23.01.2025
Lecture 29.01.25: Anticommunism and Conspiracy Theories: Civic-Military Coup in Brazil
TRT Guest Lecture by PhD Student from the Universidade Federal de Minas Gerais at the University of Tübingen
We are pleased to announce a special guest lecture by Ana Carolina Zimmermann, a PhD student from the Universidade Federal de Minas Gerais (UFMG), Brazil, where she is supervised by Prof. Rodrigo Patto Sá Motta. She will put on the agenda the topic: “Anticommunism and Conspiracy Theories in the Anniversaries of the 1964 Civic-Military Coup in Brazil: the Past and the Present”. The presentation will take place on Wednesday, January 29th at 6 PM, in room 226 of the Brechtbau (Wilhelmstraße 50).
Ana Carolina is currently visiting the University of Tübingen, sponsored by the Brasilien- und Lateinamerika-Zentrum as part of the Tübingen Research Takeoff (TRT) program. The host institution within the University is the ERC-Project PACT (Populism, and Conspiracy Theories), under the supervision of Dr. Katerina Hatzikidi. This conference discusses relevant methodological debates on issues such as the history of the present tense, comparative history and the use of historical narratives around dictatorships in the Southern Cone of Latin America within contemporary political movements.

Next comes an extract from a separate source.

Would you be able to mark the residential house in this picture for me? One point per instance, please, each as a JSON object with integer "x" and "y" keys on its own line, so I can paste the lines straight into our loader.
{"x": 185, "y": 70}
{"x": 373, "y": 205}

About the lecture: The aim of this presentation is to investigate the presence of anticommunist conspiracy theories during the anniversaries of the 1964 civic-military coup in Brazil, focusing on two distinct periods: the military dictatorship (1964-1985) and the presidency of Jair Messias Bolsonaro (2019-2022). The objective is to identify the political and commemorative uses of these conspiracy theories by both regimes, analyzing their historical conections and reflecting on the strategies authoritarian powers have used to legitimize themselves in the past and present. This analysis is grounded in theoretical discussions on the Cultural History of the Political, employing the concepts of political culture and imaginary. It examines how certain far-right political groups in Brazil, particularly those associated with authoritarianism, have invested in commemorating the coup. The 31st of March, the anniversary of the civic-military coup, also denominated as the “Democratic Revolution of ‘64” by its supporters, has historically been a platform for promoting discourse and symbolic acts that glorify the military’s role and their permanence in power. These discursive, symbolic, and ritualistic practices helped create a political imaginary that framed the coup as a “Revolution” initiated by the military, a narrative that was repeatedly invoked during the dictatorship's anniversaries and later assimilated by the negationist discourse on the subject, which had found institutional support during the Bolsonaro presidency. This political imaginary, developed by the dictaroship and its supporters, and sustained by militaristic and authoritarian far-right movements after redemocratization, effectively incorporated anticommunist conspiracy theories from the 1960s. These theories, which emphasized a supposed “red conspiracy” and the infiltration of a “foreign enemy,” were used to legitimize both the coup and the dictatorship. They offered distorted explanations for the political and social conditions leading up to the 1964 coup, presenting it as a necessary “Revolution” that saved Brazil and its democracy from the dangers of subversion and communism, while overlooking the unconstitutional and violent nature of the takeover.